Canada’s policies should consider these words. For example, highly-qualified newcomers are often told they don’t have enough “Canadian experience”. People need to eat and pay for a roof over their heads. These are disparities. Inequity is right here in Canada and we don’t need to look to other countries.
If U of T and its collaborators want to move global health equity forward, it will start at home and with itself.
During the summit, we have been encouraged to ask the unaskable questions. So I innocently ask, why is it that the top decision-makers and leaders in positions of power are white and/or male? Despite there being far more females in the field. Despite people of colour being just as intelligent, capable and educated. We need to look at ourselves within public health. Look at the councils, boards, of schools, of health units, those at the top of the hierarchy.
This is not about affirmative action, but rather acknowledgement that there are barriers within our public health sector itself. Barriers that we can talk about in society all we want, but we ourselves are not immune to. Otherwise, we are just being hypocrites.
The new mayor of Toronto doesn’t think white privilege exists. That is unhelpful.
Lisa Forman noted that concepts like health equity and solidarity are seen as “economic obstacles to progress”. The words themselves are made taboo.
How to pitch humility to those with power? The notion that perhaps we can’t see everything, that privilege does perhaps exist and that at the very least we can acknowledge how we’re better off than so many others.

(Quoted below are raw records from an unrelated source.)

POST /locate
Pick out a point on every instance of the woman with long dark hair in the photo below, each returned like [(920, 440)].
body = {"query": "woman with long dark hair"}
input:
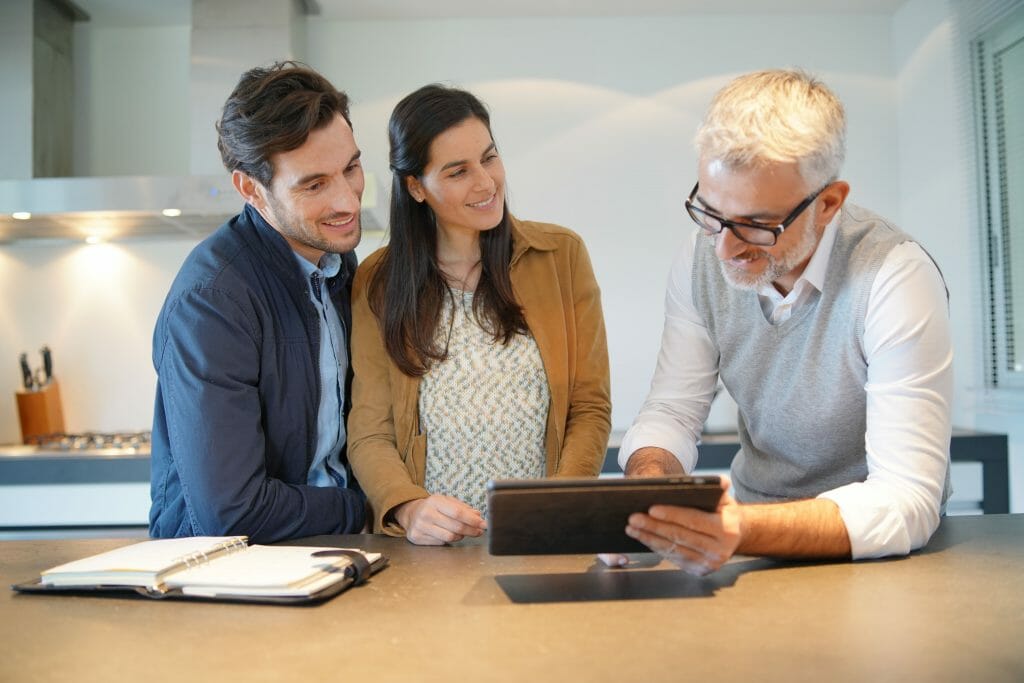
[(478, 342)]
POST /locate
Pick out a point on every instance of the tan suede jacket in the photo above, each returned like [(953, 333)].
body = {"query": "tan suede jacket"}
[(554, 283)]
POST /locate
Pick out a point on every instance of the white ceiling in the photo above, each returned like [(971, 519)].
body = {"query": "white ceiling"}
[(169, 12)]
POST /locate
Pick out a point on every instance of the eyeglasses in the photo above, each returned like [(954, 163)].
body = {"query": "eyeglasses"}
[(755, 233)]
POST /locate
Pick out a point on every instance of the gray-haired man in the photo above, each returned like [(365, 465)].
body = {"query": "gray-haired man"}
[(827, 326)]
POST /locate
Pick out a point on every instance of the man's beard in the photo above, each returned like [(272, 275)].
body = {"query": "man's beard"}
[(777, 265)]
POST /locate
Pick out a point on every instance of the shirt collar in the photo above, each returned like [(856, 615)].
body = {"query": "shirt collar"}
[(330, 265)]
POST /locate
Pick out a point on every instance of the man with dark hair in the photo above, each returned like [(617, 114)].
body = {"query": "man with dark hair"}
[(251, 347)]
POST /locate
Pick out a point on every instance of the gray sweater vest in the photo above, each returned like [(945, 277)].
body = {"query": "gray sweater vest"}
[(799, 385)]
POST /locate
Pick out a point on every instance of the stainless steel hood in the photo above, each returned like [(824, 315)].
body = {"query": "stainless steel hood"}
[(226, 38), (99, 209)]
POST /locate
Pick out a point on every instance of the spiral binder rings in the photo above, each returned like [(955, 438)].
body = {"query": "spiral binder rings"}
[(214, 568)]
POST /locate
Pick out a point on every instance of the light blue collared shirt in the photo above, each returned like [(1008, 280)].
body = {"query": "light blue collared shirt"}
[(327, 470)]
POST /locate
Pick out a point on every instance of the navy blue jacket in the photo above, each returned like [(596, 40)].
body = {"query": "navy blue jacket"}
[(237, 355)]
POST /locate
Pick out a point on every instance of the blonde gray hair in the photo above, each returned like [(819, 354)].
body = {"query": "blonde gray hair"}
[(776, 116)]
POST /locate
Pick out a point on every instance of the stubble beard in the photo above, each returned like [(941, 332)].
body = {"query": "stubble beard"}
[(777, 265), (307, 232)]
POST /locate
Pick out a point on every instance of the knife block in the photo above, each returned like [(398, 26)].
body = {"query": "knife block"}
[(40, 412)]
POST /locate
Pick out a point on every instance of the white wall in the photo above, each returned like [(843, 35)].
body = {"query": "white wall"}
[(131, 100), (594, 118), (95, 307)]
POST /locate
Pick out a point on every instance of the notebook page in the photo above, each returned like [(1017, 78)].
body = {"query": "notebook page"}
[(148, 558), (278, 569)]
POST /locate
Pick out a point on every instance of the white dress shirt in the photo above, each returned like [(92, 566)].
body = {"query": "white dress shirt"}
[(906, 345)]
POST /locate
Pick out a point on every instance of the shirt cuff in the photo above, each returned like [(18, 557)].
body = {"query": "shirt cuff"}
[(680, 444), (873, 522)]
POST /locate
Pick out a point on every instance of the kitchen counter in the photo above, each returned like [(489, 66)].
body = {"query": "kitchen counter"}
[(951, 612)]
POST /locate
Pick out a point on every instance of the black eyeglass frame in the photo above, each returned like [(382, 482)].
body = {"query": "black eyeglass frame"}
[(697, 215)]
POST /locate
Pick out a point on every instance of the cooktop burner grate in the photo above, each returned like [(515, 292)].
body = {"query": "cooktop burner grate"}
[(91, 440)]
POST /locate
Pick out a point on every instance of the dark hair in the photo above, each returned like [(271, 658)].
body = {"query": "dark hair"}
[(273, 110), (407, 290)]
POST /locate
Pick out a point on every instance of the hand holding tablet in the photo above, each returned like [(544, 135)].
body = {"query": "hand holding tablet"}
[(587, 515)]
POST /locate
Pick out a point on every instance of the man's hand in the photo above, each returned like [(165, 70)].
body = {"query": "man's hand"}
[(438, 519), (697, 542), (646, 462), (652, 462)]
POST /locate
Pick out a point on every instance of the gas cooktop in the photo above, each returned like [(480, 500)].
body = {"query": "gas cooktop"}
[(84, 443)]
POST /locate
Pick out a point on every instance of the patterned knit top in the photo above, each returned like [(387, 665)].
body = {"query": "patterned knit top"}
[(483, 410)]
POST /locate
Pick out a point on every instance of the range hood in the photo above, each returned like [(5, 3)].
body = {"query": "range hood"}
[(100, 209), (226, 38)]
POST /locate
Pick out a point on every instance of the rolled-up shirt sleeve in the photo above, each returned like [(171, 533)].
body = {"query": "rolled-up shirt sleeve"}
[(685, 377), (909, 391)]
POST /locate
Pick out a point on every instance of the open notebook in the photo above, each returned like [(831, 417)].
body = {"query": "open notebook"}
[(214, 567)]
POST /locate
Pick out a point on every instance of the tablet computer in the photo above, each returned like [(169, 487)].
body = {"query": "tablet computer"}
[(588, 515)]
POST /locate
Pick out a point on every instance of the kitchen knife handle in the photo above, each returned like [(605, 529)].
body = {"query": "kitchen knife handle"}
[(26, 372), (47, 364)]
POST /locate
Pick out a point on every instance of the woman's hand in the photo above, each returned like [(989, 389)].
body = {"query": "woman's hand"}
[(438, 519)]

How to pitch equity and advocacy to those who experience inequities? The understanding that a quick fix won’t help in the long term, that while surviving it is sometimes necessary for us to look towards thriving.
We need to turn these concepts, these ideas into action, how to operationalize all this? There was some discussion on this although it still remained fairly high-level.
Ross Upshur self-declared himself as pessimistic but he sounds like a closet optimist. Prabhat Jha referred to data to support how much public and global health has advanced. It was an interesting space to see big names and thinkers come together although I would have liked to see more community members, students, front-line workers at the privileged podium. We have heard many of these issues before, although hearing them all at once does leave one with the enormity of the issue.
It is those people who are resilient, optimistic, self-reflective and humble who have a shot (pun intended) at “creating a pandemic of health”.